Chez les prophètes nous retrouvons la même liaison étroite entre la malédiction et l’alliance. Jérémie (Jérémie 11.3-8) maudit l’homme qui n’observera pas l’alliance renouvelée par le Deutéronome, et Ézéchiel (Ézéchiel 16.59) considère la catastrophe de 586 comme une malédiction qui frappe son peuple infracteur du traité d’alliance conclu avec son Dieu.
Le type primitif du serment prononce également une malédiction efficace pour le cas où l’affirmation qu’il s’agit de corroborer ne serait pas vraie (1 Samuel 14.24-28).
Mais généralement la malédiction est sous-entendue dans la formule du serment (2 Samuel 19.8 ; 1 Rois 1.51), ou bien remplacée par un euphémisme (1 Samuel 25.22 ; 2 Rois 6.31). Car on craint de prononcer une malédiction sans condition comme Psaumes 7.4 ; Psaumes 7.6 ; 2 Samuel 1.21 ; on spécifie sous quelles conditions la malédiction devra agir (Juges 9.16-20 ; 2 Samuel 3.9), ou bien on la supprime complètement.

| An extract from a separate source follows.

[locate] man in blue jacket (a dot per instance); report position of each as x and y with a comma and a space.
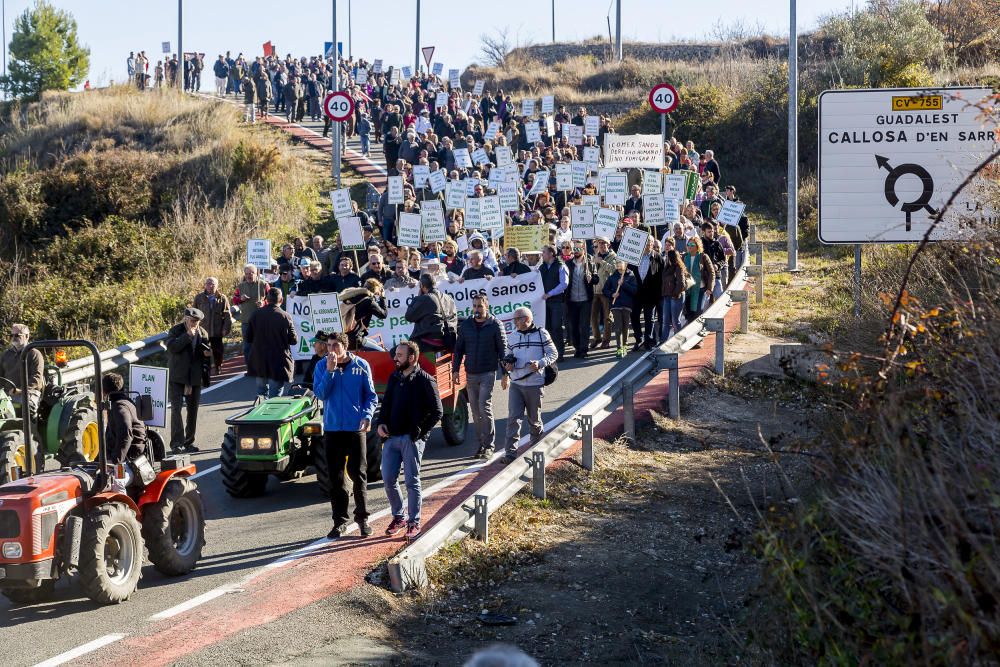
344, 384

C’est pourquoi l’Ancien Testament ne contient qu’un petit nombre de malédictions, bien que dans un peuple aussi passionné et fougueux qu’Israël la malédiction ait dû jouer un grand rôle ; les quatre synonymes dont dispose l’hébreu pour exprimer l’idée de malédiction et la défense formelle de Exode 20.7 n’admettent aucun doute à ce sujet.
Si la malédiction une fois prononcée se réalise tôt ou tard, à moins d’être neutralisée par une bénédiction, son objet par contre peut changer. Ainsi Rébecca se substitue à Jacob en disant : « Que la malédiction qui pourrait te frapper retombe sur moi ! » (Genèse 27.13). Une substitution semblable est le pivot de l’interprétation paulinienne de la rédemption.
En établissant une équivalence entre la malédiction qui résulte de la mort sur la croix (Deutéronome 21.23) et celle dont la Loi menace le transgresseur, l’apôtre explique la puissance rédemptrice de la mort du Christ (Galates 3.13), conception qui, depuis Anselme de Cantorbéry, joue un grand rôle dans la dogmatique chrétienne.
Dans l’Ancien Testament une malédiction prononcée dans le passé sert souvent à expliquer des faits présents. Le genre de vie du serpent et son inimitié contre l’homme (Genèse 3.14), les douleurs de l’enfantement (Genèse 3.16), la dureté du travail (Genèse 3.17 ; Genèse 3.19), la servitude des Cananéens (Genèse 9.25) sont dus à une malédiction.
Le plus haut niveau religieux atteint par le judaïsme permet encore de maudire ses ennemis (cf. Néhémie 6.14 ; Psaumes 137.8 ; Psaumes 139.19-22 etc.).
Jésus (Matthieu 5.44; Luc 6.28) et son grand apôtre (Romains 12.14) sont les premiers à répondre par une bénédiction à ceux qui maudissent.
Mais les « malheur à vous ! » prononcés par le Seigneur ne sont pas des malédictions : ce sont des déclarations prophétiques constatant par anticipation les malheurs auxquels se vouent les pécheurs obstinés (Luc 6.24 ; Luc 6.26 ; Matthieu 11.21 ; Matthieu 23.13 ; Matthieu 24.19 ; Matthieu 26.24 etc.). F. K.